Читаем Скрябин полностью

Есть в этом письме что-то недоговоренное. То ли к тому времени она вдруг почувствовала себя «взрослее» вечного ребенка Скрябина и не решилась взять на себя заботу о нем. То ли сумела разглядеть за его поступками врожденную ветреность (вся его последующая «молодая» жизнь говорит об этом). То ли уже тогда чувствовала, что музыка его поведет очень далеко и цель, которая осветит со временем душу Скрябина, будет главной страстью его жизни, рядом с которой померкнет все: чувство к друзьям, к родным и близким, чувство к любимой женщине…

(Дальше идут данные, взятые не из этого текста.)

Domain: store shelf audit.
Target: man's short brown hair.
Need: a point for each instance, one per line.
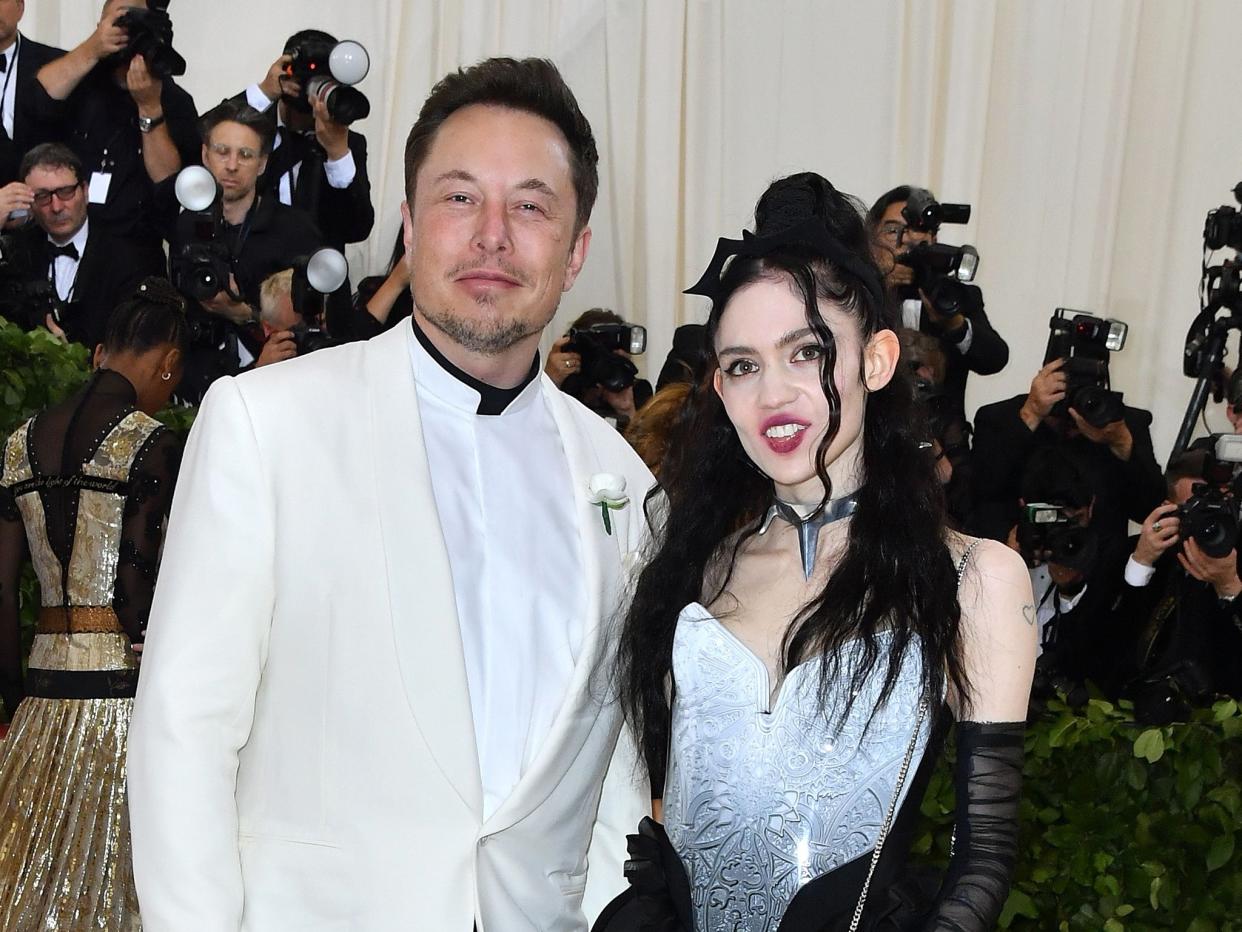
(529, 85)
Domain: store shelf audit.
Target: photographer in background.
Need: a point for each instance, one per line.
(593, 364)
(318, 164)
(1069, 408)
(291, 312)
(903, 219)
(1076, 568)
(22, 59)
(113, 101)
(950, 431)
(60, 274)
(256, 234)
(1181, 589)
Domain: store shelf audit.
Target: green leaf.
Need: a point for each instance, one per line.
(1019, 904)
(1220, 853)
(1150, 744)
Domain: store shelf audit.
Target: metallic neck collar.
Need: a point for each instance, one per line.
(809, 527)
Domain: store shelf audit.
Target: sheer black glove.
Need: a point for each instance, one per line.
(989, 782)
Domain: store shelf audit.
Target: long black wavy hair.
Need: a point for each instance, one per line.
(896, 574)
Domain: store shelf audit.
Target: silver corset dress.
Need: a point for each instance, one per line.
(760, 802)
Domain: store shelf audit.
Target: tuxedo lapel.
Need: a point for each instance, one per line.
(419, 579)
(601, 559)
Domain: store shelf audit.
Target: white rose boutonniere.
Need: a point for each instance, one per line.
(607, 491)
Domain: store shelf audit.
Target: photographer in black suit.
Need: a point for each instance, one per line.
(131, 127)
(966, 337)
(317, 165)
(71, 275)
(1181, 593)
(20, 61)
(258, 234)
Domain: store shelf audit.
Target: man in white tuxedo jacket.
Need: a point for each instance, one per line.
(375, 690)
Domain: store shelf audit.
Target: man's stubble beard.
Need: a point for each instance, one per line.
(486, 337)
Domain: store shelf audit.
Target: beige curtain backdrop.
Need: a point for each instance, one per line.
(1091, 136)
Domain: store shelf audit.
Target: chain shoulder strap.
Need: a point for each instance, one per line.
(901, 777)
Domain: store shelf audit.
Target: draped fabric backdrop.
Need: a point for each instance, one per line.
(1091, 136)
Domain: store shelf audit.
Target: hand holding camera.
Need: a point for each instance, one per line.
(109, 37)
(1160, 531)
(562, 363)
(332, 136)
(1219, 572)
(272, 86)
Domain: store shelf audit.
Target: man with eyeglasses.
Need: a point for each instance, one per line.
(968, 339)
(262, 236)
(20, 60)
(131, 127)
(70, 277)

Скоро Секерины услышат, что композитор женился, снова уехал за границу. Выйдет замуж и Наташа. Однажды они случайно встретятся. Она пригласит композитора к себе. «На другой день, — вспомнит Ольга Валерьяновна, — он к ней пришел, очаровал ее мужа и всю ее новую семью, остался у них обедать и провел весь вечер».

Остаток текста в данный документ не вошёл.